School of Computer and Information Technology, Xinyang Normal University, Xinyang 464000, China.
School of Media, Xinyang Normal University, Xinyang 464000, China.
Comput Intell Neurosci. 2017;2017:9059204. doi: 10.1155/2017/9059204. Epub 2017 Oct 22.

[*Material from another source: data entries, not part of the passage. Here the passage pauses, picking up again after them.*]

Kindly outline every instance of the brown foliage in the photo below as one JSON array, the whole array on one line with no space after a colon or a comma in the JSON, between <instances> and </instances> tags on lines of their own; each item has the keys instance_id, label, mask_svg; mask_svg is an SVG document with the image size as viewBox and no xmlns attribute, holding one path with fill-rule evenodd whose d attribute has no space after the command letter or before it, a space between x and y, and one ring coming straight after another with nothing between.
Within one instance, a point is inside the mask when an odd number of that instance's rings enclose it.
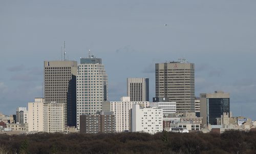
<instances>
[{"instance_id":1,"label":"brown foliage","mask_svg":"<svg viewBox=\"0 0 256 154\"><path fill-rule=\"evenodd\" d=\"M254 153L256 132L0 135L8 153Z\"/></svg>"}]
</instances>

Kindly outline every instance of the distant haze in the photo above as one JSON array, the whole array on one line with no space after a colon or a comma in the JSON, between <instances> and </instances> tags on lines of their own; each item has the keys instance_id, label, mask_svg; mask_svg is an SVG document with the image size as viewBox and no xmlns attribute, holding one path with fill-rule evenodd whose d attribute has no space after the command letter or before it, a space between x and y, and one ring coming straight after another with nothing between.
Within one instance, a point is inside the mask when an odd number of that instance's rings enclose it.
<instances>
[{"instance_id":1,"label":"distant haze","mask_svg":"<svg viewBox=\"0 0 256 154\"><path fill-rule=\"evenodd\" d=\"M110 100L127 77L150 78L155 63L195 64L196 96L230 94L234 116L256 120L255 1L1 1L0 112L42 96L44 60L102 59ZM63 55L62 55L63 56Z\"/></svg>"}]
</instances>

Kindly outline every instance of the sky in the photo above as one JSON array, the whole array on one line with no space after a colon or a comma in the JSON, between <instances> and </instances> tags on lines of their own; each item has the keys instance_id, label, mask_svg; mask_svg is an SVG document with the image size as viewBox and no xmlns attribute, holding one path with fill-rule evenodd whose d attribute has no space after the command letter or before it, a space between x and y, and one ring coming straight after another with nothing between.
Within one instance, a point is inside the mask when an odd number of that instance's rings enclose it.
<instances>
[{"instance_id":1,"label":"sky","mask_svg":"<svg viewBox=\"0 0 256 154\"><path fill-rule=\"evenodd\" d=\"M150 78L155 64L195 65L195 93L228 93L233 116L256 120L256 1L1 1L0 112L42 97L44 61L102 59L109 99L126 78ZM167 26L164 26L164 25Z\"/></svg>"}]
</instances>

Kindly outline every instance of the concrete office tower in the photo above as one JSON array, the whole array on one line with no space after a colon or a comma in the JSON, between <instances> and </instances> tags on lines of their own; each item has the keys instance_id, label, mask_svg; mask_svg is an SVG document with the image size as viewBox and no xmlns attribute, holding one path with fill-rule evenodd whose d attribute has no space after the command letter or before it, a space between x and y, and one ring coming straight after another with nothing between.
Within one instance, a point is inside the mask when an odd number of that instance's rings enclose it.
<instances>
[{"instance_id":1,"label":"concrete office tower","mask_svg":"<svg viewBox=\"0 0 256 154\"><path fill-rule=\"evenodd\" d=\"M130 97L122 97L120 101L105 101L102 102L102 111L114 112L116 116L116 131L123 132L129 130L129 110L133 104L138 104L148 106L148 101L131 101Z\"/></svg>"},{"instance_id":2,"label":"concrete office tower","mask_svg":"<svg viewBox=\"0 0 256 154\"><path fill-rule=\"evenodd\" d=\"M163 109L157 107L143 107L133 104L132 109L132 132L143 131L150 134L163 130Z\"/></svg>"},{"instance_id":3,"label":"concrete office tower","mask_svg":"<svg viewBox=\"0 0 256 154\"><path fill-rule=\"evenodd\" d=\"M177 112L195 112L194 64L156 63L156 97L176 102Z\"/></svg>"},{"instance_id":4,"label":"concrete office tower","mask_svg":"<svg viewBox=\"0 0 256 154\"><path fill-rule=\"evenodd\" d=\"M75 61L45 61L45 102L64 104L65 126L76 125L76 74Z\"/></svg>"},{"instance_id":5,"label":"concrete office tower","mask_svg":"<svg viewBox=\"0 0 256 154\"><path fill-rule=\"evenodd\" d=\"M116 118L113 112L80 115L80 132L110 133L116 131Z\"/></svg>"},{"instance_id":6,"label":"concrete office tower","mask_svg":"<svg viewBox=\"0 0 256 154\"><path fill-rule=\"evenodd\" d=\"M24 119L25 118L24 116L24 113L26 114L27 113L28 111L27 110L27 107L19 107L16 108L16 123L24 123Z\"/></svg>"},{"instance_id":7,"label":"concrete office tower","mask_svg":"<svg viewBox=\"0 0 256 154\"><path fill-rule=\"evenodd\" d=\"M44 102L45 99L35 98L34 102L29 102L29 131L44 131Z\"/></svg>"},{"instance_id":8,"label":"concrete office tower","mask_svg":"<svg viewBox=\"0 0 256 154\"><path fill-rule=\"evenodd\" d=\"M79 129L79 115L101 111L101 103L108 99L108 75L101 59L90 55L80 59L76 90L76 122Z\"/></svg>"},{"instance_id":9,"label":"concrete office tower","mask_svg":"<svg viewBox=\"0 0 256 154\"><path fill-rule=\"evenodd\" d=\"M148 78L127 78L127 96L131 101L149 101L149 94Z\"/></svg>"},{"instance_id":10,"label":"concrete office tower","mask_svg":"<svg viewBox=\"0 0 256 154\"><path fill-rule=\"evenodd\" d=\"M55 133L64 131L64 103L44 103L44 131Z\"/></svg>"},{"instance_id":11,"label":"concrete office tower","mask_svg":"<svg viewBox=\"0 0 256 154\"><path fill-rule=\"evenodd\" d=\"M203 124L216 125L217 118L223 113L230 113L229 94L215 91L214 94L200 94L200 116Z\"/></svg>"}]
</instances>

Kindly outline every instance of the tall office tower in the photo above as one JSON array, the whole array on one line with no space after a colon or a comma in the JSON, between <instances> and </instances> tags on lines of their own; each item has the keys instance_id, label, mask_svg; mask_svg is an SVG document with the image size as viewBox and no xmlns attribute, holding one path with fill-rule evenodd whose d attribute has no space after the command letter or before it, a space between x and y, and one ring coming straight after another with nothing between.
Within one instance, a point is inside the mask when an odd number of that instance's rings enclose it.
<instances>
[{"instance_id":1,"label":"tall office tower","mask_svg":"<svg viewBox=\"0 0 256 154\"><path fill-rule=\"evenodd\" d=\"M230 111L229 94L222 91L200 94L200 116L203 117L203 125L216 125L216 118Z\"/></svg>"},{"instance_id":2,"label":"tall office tower","mask_svg":"<svg viewBox=\"0 0 256 154\"><path fill-rule=\"evenodd\" d=\"M194 64L156 63L156 97L176 102L177 112L195 112Z\"/></svg>"},{"instance_id":3,"label":"tall office tower","mask_svg":"<svg viewBox=\"0 0 256 154\"><path fill-rule=\"evenodd\" d=\"M102 111L114 112L116 116L116 131L123 132L129 131L129 110L133 104L141 104L144 107L149 106L148 101L131 101L130 97L122 97L120 101L102 102Z\"/></svg>"},{"instance_id":4,"label":"tall office tower","mask_svg":"<svg viewBox=\"0 0 256 154\"><path fill-rule=\"evenodd\" d=\"M76 125L77 70L75 61L45 61L45 102L64 104L65 126Z\"/></svg>"},{"instance_id":5,"label":"tall office tower","mask_svg":"<svg viewBox=\"0 0 256 154\"><path fill-rule=\"evenodd\" d=\"M29 131L42 131L44 130L44 98L35 98L34 102L28 103Z\"/></svg>"},{"instance_id":6,"label":"tall office tower","mask_svg":"<svg viewBox=\"0 0 256 154\"><path fill-rule=\"evenodd\" d=\"M101 103L108 99L108 75L101 59L89 54L81 58L76 80L76 122L79 129L79 115L95 114L101 111Z\"/></svg>"},{"instance_id":7,"label":"tall office tower","mask_svg":"<svg viewBox=\"0 0 256 154\"><path fill-rule=\"evenodd\" d=\"M148 78L127 78L127 96L131 101L149 101L149 93Z\"/></svg>"}]
</instances>

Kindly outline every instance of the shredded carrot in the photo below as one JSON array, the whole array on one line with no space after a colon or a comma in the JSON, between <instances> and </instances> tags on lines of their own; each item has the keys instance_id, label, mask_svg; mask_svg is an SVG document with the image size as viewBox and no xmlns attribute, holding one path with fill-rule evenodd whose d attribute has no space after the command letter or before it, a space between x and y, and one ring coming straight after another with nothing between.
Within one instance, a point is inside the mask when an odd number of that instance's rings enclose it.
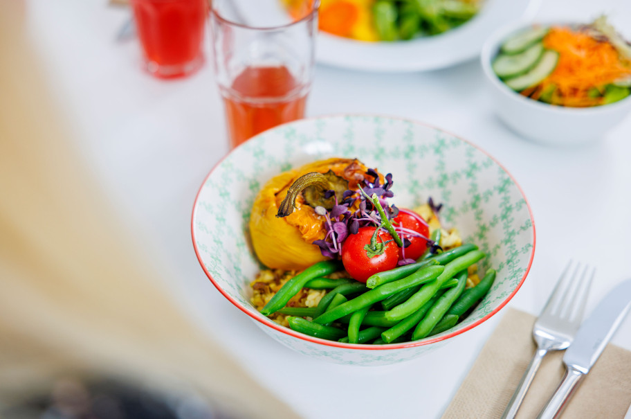
<instances>
[{"instance_id":1,"label":"shredded carrot","mask_svg":"<svg viewBox=\"0 0 631 419\"><path fill-rule=\"evenodd\" d=\"M333 35L349 37L358 17L357 5L348 1L336 1L327 7L320 7L318 27Z\"/></svg>"},{"instance_id":2,"label":"shredded carrot","mask_svg":"<svg viewBox=\"0 0 631 419\"><path fill-rule=\"evenodd\" d=\"M569 107L601 105L601 97L590 94L594 89L631 76L631 62L620 55L605 38L597 39L580 30L552 27L543 39L544 46L559 53L554 71L528 95L538 99L554 89L552 103ZM526 92L522 92L524 94Z\"/></svg>"}]
</instances>

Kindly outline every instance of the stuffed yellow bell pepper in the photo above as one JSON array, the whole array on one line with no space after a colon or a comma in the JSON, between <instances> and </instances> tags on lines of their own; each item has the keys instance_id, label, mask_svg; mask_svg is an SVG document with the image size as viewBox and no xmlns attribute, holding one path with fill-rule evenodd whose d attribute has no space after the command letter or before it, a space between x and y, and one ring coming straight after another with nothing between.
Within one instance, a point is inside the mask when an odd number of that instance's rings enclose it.
<instances>
[{"instance_id":1,"label":"stuffed yellow bell pepper","mask_svg":"<svg viewBox=\"0 0 631 419\"><path fill-rule=\"evenodd\" d=\"M268 268L302 270L326 259L312 244L326 235L326 218L313 207L332 206L335 198L324 197L325 190L333 190L339 197L347 189L356 190L367 169L357 159L333 158L284 172L267 182L250 217L252 244L261 262Z\"/></svg>"}]
</instances>

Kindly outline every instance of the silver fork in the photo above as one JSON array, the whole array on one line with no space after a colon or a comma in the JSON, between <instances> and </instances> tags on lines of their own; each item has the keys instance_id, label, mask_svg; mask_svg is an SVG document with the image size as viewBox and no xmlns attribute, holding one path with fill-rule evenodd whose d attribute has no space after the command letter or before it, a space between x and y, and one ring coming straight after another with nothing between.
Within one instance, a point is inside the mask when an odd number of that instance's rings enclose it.
<instances>
[{"instance_id":1,"label":"silver fork","mask_svg":"<svg viewBox=\"0 0 631 419\"><path fill-rule=\"evenodd\" d=\"M574 267L572 265L570 260L565 267L543 312L535 322L533 337L537 343L537 350L504 411L502 419L515 418L543 357L549 350L563 350L569 346L580 325L594 269L587 265L583 267L580 263ZM570 271L573 273L570 274Z\"/></svg>"}]
</instances>

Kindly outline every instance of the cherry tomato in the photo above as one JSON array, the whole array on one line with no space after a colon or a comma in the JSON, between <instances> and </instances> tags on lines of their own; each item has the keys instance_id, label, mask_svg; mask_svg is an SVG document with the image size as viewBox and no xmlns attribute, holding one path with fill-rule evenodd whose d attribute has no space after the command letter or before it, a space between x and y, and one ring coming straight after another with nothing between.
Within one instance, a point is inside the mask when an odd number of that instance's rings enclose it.
<instances>
[{"instance_id":1,"label":"cherry tomato","mask_svg":"<svg viewBox=\"0 0 631 419\"><path fill-rule=\"evenodd\" d=\"M373 274L387 271L399 262L399 247L387 232L381 231L376 243L385 243L381 254L369 256L365 246L370 246L375 227L361 227L357 234L349 235L342 244L342 263L346 271L356 280L365 283Z\"/></svg>"},{"instance_id":2,"label":"cherry tomato","mask_svg":"<svg viewBox=\"0 0 631 419\"><path fill-rule=\"evenodd\" d=\"M405 229L416 231L424 237L430 237L430 228L428 226L427 222L423 220L421 215L409 209L400 208L399 214L394 217L393 225L397 234L400 235L399 227L403 226ZM407 238L410 240L410 244L405 250L399 249L399 258L403 258L404 251L405 258L408 259L418 259L420 258L427 249L427 240L421 237L414 237L405 233L402 235L401 238Z\"/></svg>"}]
</instances>

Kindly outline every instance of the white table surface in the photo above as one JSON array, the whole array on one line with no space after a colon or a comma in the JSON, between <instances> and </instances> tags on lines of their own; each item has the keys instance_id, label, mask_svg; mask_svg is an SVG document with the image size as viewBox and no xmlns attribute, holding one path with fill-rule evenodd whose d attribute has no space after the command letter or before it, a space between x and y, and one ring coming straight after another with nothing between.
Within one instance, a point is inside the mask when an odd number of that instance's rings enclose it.
<instances>
[{"instance_id":1,"label":"white table surface","mask_svg":"<svg viewBox=\"0 0 631 419\"><path fill-rule=\"evenodd\" d=\"M509 1L509 0L506 0ZM626 0L544 2L540 19L610 14L629 33ZM211 66L164 82L139 70L137 41L116 43L129 11L104 0L33 1L30 33L82 156L125 222L161 265L174 298L257 380L302 416L438 418L502 312L424 357L385 367L306 357L273 341L214 289L190 238L193 200L228 152ZM210 51L208 44L206 51ZM522 187L537 232L532 269L509 307L538 313L570 258L598 267L587 312L631 276L631 115L602 141L556 149L522 140L493 111L478 62L424 73L319 66L310 116L342 112L423 121L487 150ZM631 349L631 319L613 341Z\"/></svg>"}]
</instances>

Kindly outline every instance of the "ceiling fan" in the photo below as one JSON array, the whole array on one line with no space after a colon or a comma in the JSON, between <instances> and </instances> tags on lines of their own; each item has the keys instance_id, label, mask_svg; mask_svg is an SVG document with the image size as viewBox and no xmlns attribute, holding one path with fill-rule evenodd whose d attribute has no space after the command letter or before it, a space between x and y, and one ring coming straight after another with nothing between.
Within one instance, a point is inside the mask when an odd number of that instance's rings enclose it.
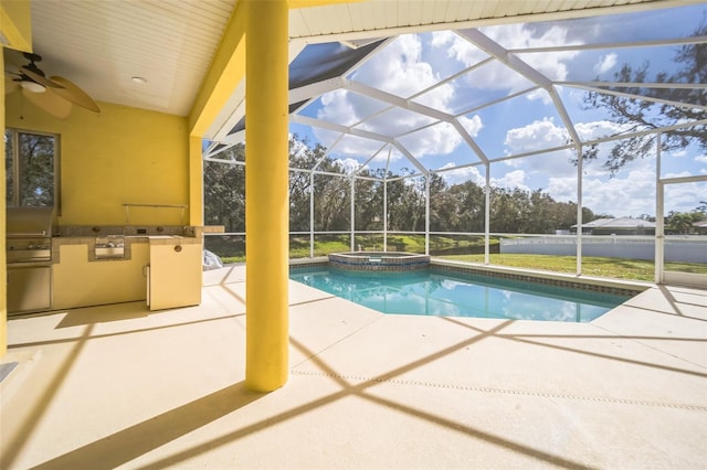
<instances>
[{"instance_id":1,"label":"ceiling fan","mask_svg":"<svg viewBox=\"0 0 707 470\"><path fill-rule=\"evenodd\" d=\"M77 85L60 76L46 77L46 74L36 66L42 61L39 54L23 53L29 64L21 66L19 72L8 72L12 76L12 84L7 93L11 93L18 86L22 88L22 95L32 104L45 110L54 117L65 119L71 114L72 104L101 113L96 103Z\"/></svg>"}]
</instances>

Compressive Sensing (CS) realizes a low-complex image encoding architecture, which is suitable for resource-constrained wireless sensor networks. However, due to the nonstationary statistics of images, images reconstructed by the CS-based codec have many blocking artifacts and blurs. To overcome these negative effects, we propose an Adaptive Block Compressive Sensing (ABCS) system based on spatial entropy. Spatial entropy measures the amount of information, which is used to allocate measuring resources to various regions. The scheme takes spatial entropy into consideration because rich information means more edges and textures. To reduce the computational complexity of decoding, a linear mode is used to reconstruct each block by the matrix-vector product. Experimental results show that our ABCS coding system provides a better reconstruction quality from both subjective and objective points of view, and it also has a low decoding complexity.
压缩感知 (CS) 实现了一种低复杂度的图像编码架构,非常适用于资源受限的无线传感器网络。然而,由于图像的非平稳统计特性,基于 CS 的编解码器重建的图像会有许多块状伪影和模糊。为了克服这些负面影响,我们提出了一种基于空间熵的自适应块压缩感知 (ABCS) 系统。空间熵衡量信息量,用于为各个区域分配测量资源。该方案考虑了空间熵,因为丰富的信息意味着更多的边缘和纹理。为了降低解码的计算复杂度,我们使用线性模式通过矩阵-向量乘积来重建每个块。实验结果表明,我们的 ABCS 编码系统从主观和客观两个方面都提供了更好的重建质量,而且解码复杂度也较低。